Flying the flag of a friendly nation, the converted Windhuk would approach an Allied ship until in range. Hidden guns were then uncovered and the tricked Allied ship was either sunk or captured. In addition to her duties as a raider, the Windhuk was a supply ship for Axis submarines and the German battleship, Graf Spee. Nothing much is known about the armament or battle record of the Windhuk due to the scant records kept on her by the German navy.
Information about the Windhuk can be found in the Lloyd's of London Register. The register lists the German raider as displacing 16,662 tons, and being 577 feet in length, 72 feet wide and 31½ feet deep. The SS Pretoria, the Windhuk's sister ship, is also listed in the Lloyd's of London Register. The Pretoria was a Nazi hospital ship during the final phases of World War II.
Service under the German navy came to an end for the Windhuk December 1939 when she sailed into a Brazilian port with the Graf Spee. Both ships were interned and attempts were made by their crews to scuttle them. While the crew of the Graf Spee was successful in their scuttling attempt, the crew of the Windhuk managed only to fill the turbines of their ship with concrete before capture. She and her crew were moved to Rio de Janeiro.
For three years following its capture, the Windhuk remained at Rio de Janeiro until the United States purchased the ship for an undisclosed sum from Brazil in May 1942.
The United States Navy immediately went to work to make the newest ship in the U.S. Fleet ready for sea duty.
With a diesel engine and other essential equipment, 200 officers and enlisted personnel went down to Rio to make the Windhuk shipshape. In February 1943, their task completed, they sailed the refitted Windhuk from Rio through waters infested with enemy submarines to Norfolk, Va. The voyage took 30 days.
In Norfolk, the Windhuk was re named USS Lejeune after former Commandant of the Marine Corps, General John A. Lejeune. The newly renamed USS Lejeune was given hull number (AP-74) and was commissioned as a transport of the Navy Transportation Service on April 15, 1944. The ship's bell was engraved with its new name and the year.
Wartime service began on June 15, 1944, when she left New York in a convoy for Glasgow, Scotland. She transported 4,460 Army passengers for duty in war weary Europe. Later on, Lejeune was equipped to carry 5,100 men, including the ship's company of 450 officers and men.
Lejeune's wartime service in the Atlantic Ocean included carrying one of the largest number of people to ever cross that body of water by transport. She sailed from New York in July 1944 for Glasgow, with 207 officers and 4,307 naval personnel as part of a program for controlling the continental seaports taken by Allied forces. In December 1944, she made another major Atlantic crossing when she carried elements of the 69th Infantry Division to Glasgow. The 69th Infantry Division later linked fronts with the Soviet armies at Torgau on the Elbe on April 25, 1945.

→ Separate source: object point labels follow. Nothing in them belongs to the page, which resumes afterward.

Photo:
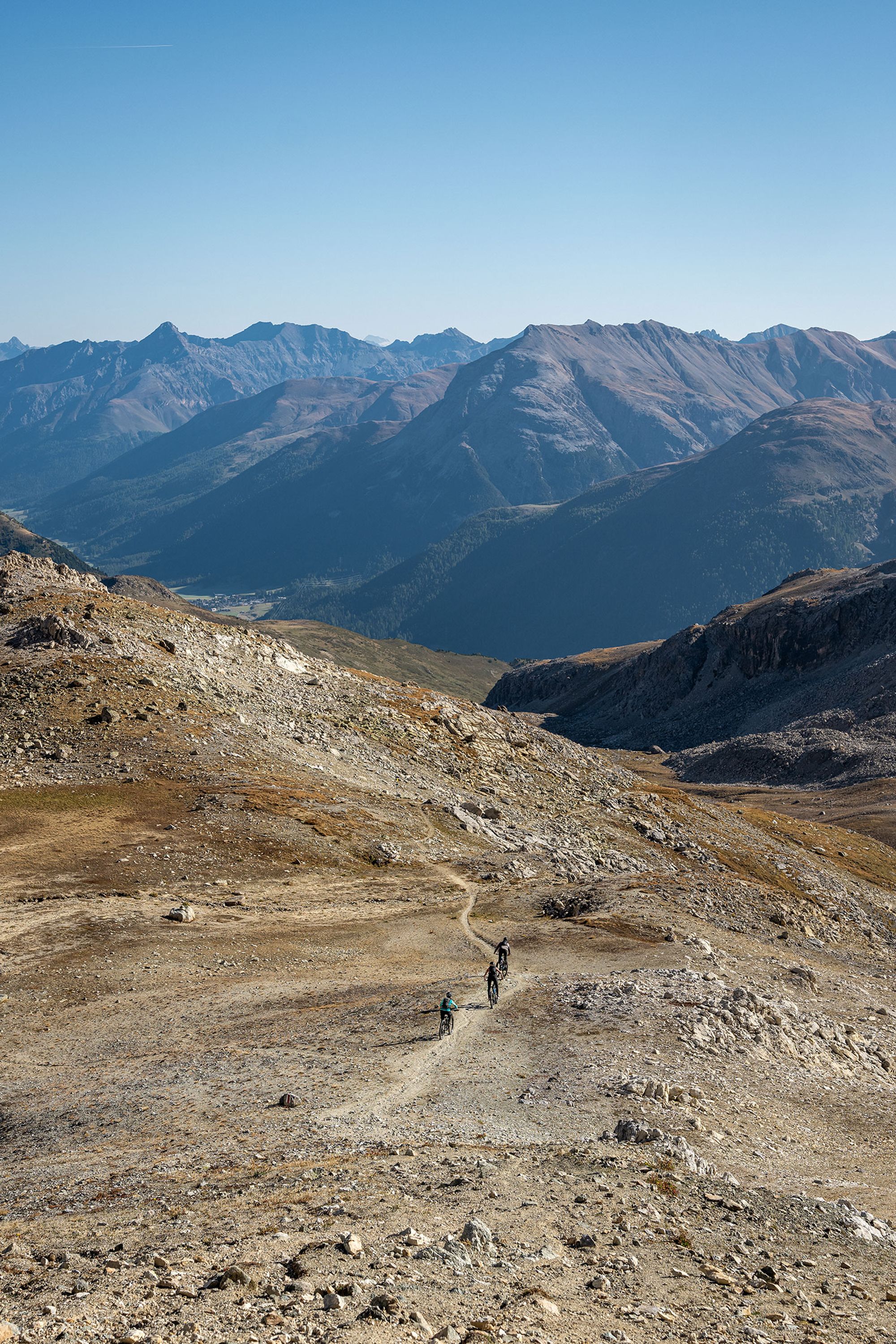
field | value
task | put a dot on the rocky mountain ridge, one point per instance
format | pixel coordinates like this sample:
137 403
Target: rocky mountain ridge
221 859
534 422
69 409
796 687
123 508
638 557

When she finished war duty in the Atlantic, Lejeune sailed for the Pacific theater. In the Pacific, she earned the Navy Occupation Medal and the China Service Medal.

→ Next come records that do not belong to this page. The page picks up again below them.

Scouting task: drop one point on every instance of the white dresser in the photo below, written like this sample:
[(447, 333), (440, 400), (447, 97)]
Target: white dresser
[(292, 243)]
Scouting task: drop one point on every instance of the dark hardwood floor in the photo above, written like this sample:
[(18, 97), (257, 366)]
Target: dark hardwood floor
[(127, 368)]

Before her decommissioning in February 1948, Lejeune was reported to have carried over 100,000 troops across the two oceans.
Lejeune was scrapped at the Norfolk Naval Shipyard. Only the bell remained and it was put into storage at a warehouse and was almost totally forgotten.

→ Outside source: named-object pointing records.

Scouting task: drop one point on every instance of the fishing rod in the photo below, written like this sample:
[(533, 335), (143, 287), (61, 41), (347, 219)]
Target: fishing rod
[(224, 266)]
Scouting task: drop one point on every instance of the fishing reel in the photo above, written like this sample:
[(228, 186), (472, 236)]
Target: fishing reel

For 13 years, Lejeune's bell gathered dust.
In 1971, Camp Lejeune's Base SgtMaj John Steely was looking for a way to honor and remember those who had trained at Camp Lejeune during World War II and those who had died in the war. He remembered that the bell from the USS Lejeune still existed in storage somewhere:
Searching through records, Steely discovered the bell's location and through months of paperwork, he was able to obtain the bell for Camp Lejeune in November 1971. Before Christmas 1971, Lejeune's bell was mounted on the flagstaff at Camp Lejeune's Marine Corps Base Headquarters.
Since then, Camp Lejeune's historic bell has sounded Morning Colors for 15 years, and will continue to do so until the seasons totally wear down the proud bell.